Politics

Venezuelan migrants, a critical element in upcoming opposition primaries

By Sarai Coscojuela

Caracas, Feb 27 (EFE).- The participation of migrants who have left Venezuela is a priority in the upcoming opposition primaries, said the head of the National Primaries Commission, Jesus Maria Casal, in an interview with EFE, although he acknowledged the difficulty of registering these people and updating the voter rolls abroad, in coordination with the National Electoral Council (CNE).

Casal said that the commission he heads has been working “constantly” to prepare a register of Venezuelans living abroad so that they may participate in the Oct. 22 election primaries in which the candidate who will face off against President Nicolas Maduro in the 2024 presidential election will be selected.

“It’s an issue we’ve been discussing on an ongoing basis, exactly what that register will contain, how broad it will be. The rules for the primaries establish that the election register for the primary must be based on the Electoral Register (prepared by the CNE), however there are many Venezuelans who are in the Electoral Register, millions … but who have not updated their addresses, so it’s an issue that’s being discussed a lot,” he said.

The attorney said that inside Venezuela election authorities have been formally asked to set aside special days for voters to sign up to cast their ballots and to update their data, “but achieving something like that abroad or at this time, in the short term, is a difficult task.”

Casal said that the primaries commission is working on a general plan to include Venezuelan living abroad in future elections, the nearest one being the presidential vote in 2024.

“We’re taking the first steps in that direction, a plan to incorporate Venezuelans who are abroad into the electoral process. This is being planned in a general way, because this incorporation could also be for the presidential election. However, it’s just a plan, and we would not be able to guarantee its implementation, because these would be recommendations to the government branches,” he added.

In the latest edition of the Electoral Register dated Sept. 30, 2022, there were 21,094,629 citizens of voting age who were registered to vote, of whom just 107,878 were registered through diplomatic posts the country maintains abroad.

The Interagency Coordination Platform for Refugees and Migrants (R4V) – a mechanism co-headed by the United Nations High Commissioner for Refugees (UNHCR) and the International Organization for Migration – said last December that 7.1 million Venezuelans had emigrated in recent years.

Given these figures, the attorney said that the responsibility for the overall process, and for the potential registration of migrants for the primaries, falls fully on the National Primaries Commission because – he warned – if this is done in a decentralized way, where “anyone on his own” can prepare a registry, it could lead to “non-positive consequences.”

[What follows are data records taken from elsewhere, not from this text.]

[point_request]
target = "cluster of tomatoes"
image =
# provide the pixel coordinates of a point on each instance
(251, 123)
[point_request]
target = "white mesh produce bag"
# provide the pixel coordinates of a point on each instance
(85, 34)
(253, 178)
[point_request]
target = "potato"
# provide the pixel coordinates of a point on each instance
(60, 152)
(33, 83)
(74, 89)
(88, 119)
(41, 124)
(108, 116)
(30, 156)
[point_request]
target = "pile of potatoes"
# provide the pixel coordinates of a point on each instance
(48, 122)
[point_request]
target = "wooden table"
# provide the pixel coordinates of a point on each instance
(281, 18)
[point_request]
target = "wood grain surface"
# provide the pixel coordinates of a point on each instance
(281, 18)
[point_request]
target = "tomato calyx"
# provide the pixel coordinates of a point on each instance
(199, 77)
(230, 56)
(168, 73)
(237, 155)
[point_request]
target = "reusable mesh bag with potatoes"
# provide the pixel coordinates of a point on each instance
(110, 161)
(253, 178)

Casal said that although there have been different reactions regarding the date selected for the primaries, a generally good feeling prevails about having “certainty” about it.

With eight months yet to go, he said that one cannot ignore the possibility that the presidential vote may be moved up, a potential move that the governing Chavismo movement has brought up on several occasions.

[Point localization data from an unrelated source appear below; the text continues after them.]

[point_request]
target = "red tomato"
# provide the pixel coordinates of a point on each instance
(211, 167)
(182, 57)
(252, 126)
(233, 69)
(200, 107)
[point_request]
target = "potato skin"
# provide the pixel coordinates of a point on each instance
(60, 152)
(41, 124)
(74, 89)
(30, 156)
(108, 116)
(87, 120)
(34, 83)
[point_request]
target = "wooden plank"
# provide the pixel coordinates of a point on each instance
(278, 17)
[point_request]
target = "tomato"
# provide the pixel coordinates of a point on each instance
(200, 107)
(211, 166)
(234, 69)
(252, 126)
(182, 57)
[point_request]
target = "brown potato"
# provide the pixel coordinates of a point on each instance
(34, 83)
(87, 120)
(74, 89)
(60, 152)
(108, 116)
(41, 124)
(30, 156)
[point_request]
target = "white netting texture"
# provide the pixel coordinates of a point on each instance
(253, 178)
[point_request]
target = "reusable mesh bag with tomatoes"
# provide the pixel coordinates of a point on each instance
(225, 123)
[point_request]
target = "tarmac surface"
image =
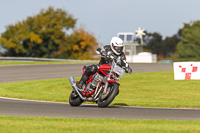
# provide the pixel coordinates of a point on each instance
(17, 107)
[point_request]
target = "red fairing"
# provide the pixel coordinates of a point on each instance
(104, 69)
(105, 66)
(112, 81)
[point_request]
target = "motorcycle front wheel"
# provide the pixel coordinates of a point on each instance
(74, 99)
(106, 98)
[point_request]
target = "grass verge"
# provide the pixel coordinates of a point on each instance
(42, 62)
(154, 89)
(58, 125)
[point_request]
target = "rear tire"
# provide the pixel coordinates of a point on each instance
(104, 102)
(74, 99)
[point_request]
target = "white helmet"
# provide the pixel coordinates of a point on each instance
(116, 45)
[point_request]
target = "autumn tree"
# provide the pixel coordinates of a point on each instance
(164, 48)
(189, 47)
(45, 35)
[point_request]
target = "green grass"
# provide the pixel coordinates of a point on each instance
(43, 62)
(154, 89)
(60, 125)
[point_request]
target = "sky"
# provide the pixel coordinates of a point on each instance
(105, 18)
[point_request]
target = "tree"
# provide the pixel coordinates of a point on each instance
(40, 35)
(189, 46)
(79, 45)
(153, 42)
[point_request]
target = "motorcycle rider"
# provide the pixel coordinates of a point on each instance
(108, 53)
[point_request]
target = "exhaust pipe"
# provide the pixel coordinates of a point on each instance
(73, 84)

“Although we cannot ignore that, neither can we condition our conduct on it because we’re never going to have certainties here,” he said.

In his judgment, if the election is advanced to the first half of 2024, that “may be a reaction that could be more or less reasonable within the current Venezuelan institutional context with its many weaknesses.”

“Of course, if the date of the elections is moved up to this year, which would really be something, although frankly arbitrary, that would be more difficult. However, we’re not ruling out the scenario of a primary that’s a little more accelerated, if the circumstances demand it,” he said.

He said that the “big objective” of the National Primaries Commission is to achieve the enthusiastic participation of Venezuelans who support the opposition because there’s disenchantment with the country’s current situation among that cohort.

“After so much time during which the citizenry has been sort of asleep, above all asleep in regard to the electoral process, which they view with so much skepticism, so many doubts, this is a way to reconcile the public with the power of the vote, at least within the context that concerns us, which is the primary,” he said.

He said that if people understand that their “vote is important and can lead to change, that also can have an impact later at the time of the presidential election.”